From the article:
The White House's salary budget contracted only slightly, from $38.8 million to $37.1 million, largely because the number of staffers fell. The average salary also dropped from $82,721, to $81,765.
Staff has been cut, overall average salaries fell, and budget has been cut by $1.7M. This is a problem?
Remaining staffers are probably doing more work than before, shouldn't they get paid more?
Nowhere did the article say when the last raise occurred.
Perhaps you missed the beginning, middle and end of the report.
Of the 270 White House staffers who have been there for more than a year, 146—or 54 percent—received raises,
according to Gawker. The average salary increase was 8 percent. If you look at only staffers who got raises, the average increase was twice that.

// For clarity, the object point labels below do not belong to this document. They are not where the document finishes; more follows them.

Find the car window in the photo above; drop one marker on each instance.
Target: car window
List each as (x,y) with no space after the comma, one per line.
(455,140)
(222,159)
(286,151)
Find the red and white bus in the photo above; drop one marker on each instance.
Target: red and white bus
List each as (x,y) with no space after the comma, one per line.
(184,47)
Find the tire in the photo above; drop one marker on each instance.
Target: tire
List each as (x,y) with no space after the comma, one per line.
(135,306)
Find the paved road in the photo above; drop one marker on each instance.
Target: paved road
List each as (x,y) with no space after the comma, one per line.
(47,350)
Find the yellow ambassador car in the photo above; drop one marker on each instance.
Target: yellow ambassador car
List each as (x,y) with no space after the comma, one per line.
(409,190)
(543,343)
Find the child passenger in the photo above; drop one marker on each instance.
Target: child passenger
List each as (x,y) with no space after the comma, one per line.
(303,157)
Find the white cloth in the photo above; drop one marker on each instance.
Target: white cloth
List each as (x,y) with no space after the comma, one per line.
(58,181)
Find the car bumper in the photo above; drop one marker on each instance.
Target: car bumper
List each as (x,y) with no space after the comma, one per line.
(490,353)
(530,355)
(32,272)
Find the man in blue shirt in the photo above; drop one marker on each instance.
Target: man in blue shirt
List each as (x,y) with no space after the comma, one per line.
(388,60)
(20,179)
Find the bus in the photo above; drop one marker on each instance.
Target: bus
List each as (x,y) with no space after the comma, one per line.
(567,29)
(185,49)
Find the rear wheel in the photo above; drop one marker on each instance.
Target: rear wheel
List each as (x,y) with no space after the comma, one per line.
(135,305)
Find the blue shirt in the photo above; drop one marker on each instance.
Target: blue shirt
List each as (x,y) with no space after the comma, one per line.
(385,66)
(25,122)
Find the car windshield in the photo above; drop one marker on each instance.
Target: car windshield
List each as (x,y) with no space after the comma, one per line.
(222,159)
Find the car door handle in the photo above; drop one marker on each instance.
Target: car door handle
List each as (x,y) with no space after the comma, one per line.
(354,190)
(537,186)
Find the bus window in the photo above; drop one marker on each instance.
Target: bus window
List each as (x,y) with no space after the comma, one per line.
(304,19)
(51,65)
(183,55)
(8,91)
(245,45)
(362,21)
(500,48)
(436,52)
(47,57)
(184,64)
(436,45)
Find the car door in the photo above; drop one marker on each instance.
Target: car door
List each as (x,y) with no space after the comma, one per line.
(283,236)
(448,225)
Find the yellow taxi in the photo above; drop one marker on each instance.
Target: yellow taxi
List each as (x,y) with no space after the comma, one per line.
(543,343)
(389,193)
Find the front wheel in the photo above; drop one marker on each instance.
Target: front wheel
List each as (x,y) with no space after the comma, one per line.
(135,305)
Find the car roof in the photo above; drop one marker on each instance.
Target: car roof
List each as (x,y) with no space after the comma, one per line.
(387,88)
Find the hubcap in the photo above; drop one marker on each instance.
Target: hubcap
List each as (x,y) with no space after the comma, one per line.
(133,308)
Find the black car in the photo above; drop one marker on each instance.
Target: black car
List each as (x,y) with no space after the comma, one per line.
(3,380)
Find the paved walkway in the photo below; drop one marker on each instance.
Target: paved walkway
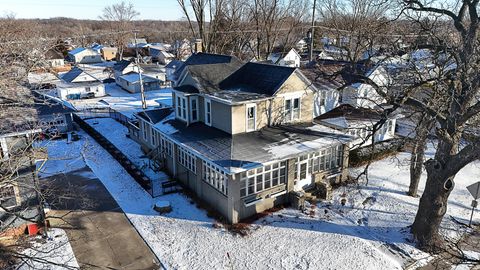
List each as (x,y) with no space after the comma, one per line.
(99,232)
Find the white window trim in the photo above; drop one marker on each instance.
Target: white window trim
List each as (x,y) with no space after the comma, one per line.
(254,117)
(191,111)
(178,104)
(208,101)
(292,98)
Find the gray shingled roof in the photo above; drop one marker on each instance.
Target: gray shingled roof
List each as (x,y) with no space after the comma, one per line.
(199,59)
(257,78)
(121,65)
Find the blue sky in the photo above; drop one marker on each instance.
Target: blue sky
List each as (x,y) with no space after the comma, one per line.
(87,9)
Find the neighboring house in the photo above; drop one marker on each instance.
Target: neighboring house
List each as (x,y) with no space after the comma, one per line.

"That's a much bigger raise than the average white-collar worker got. According to a survey conducted last year by the human resources consulting firm Mercer, most firms were projecting a 3 percent increase in base pay for executives. White House workers did nearly
three times as well...
But the across-the-board freeze didn't take effect until January 1, 2011, so the most recent report (which goes back to July 2010) features some eye-opening raises, like special assistant to the president for economic policy Matthew Vogel's $59,000, 82 percent raise to an annual salary of $130,500, or director of African American media Kevin Lewis' $36,000, 86 percent pay hike, Gawker reports.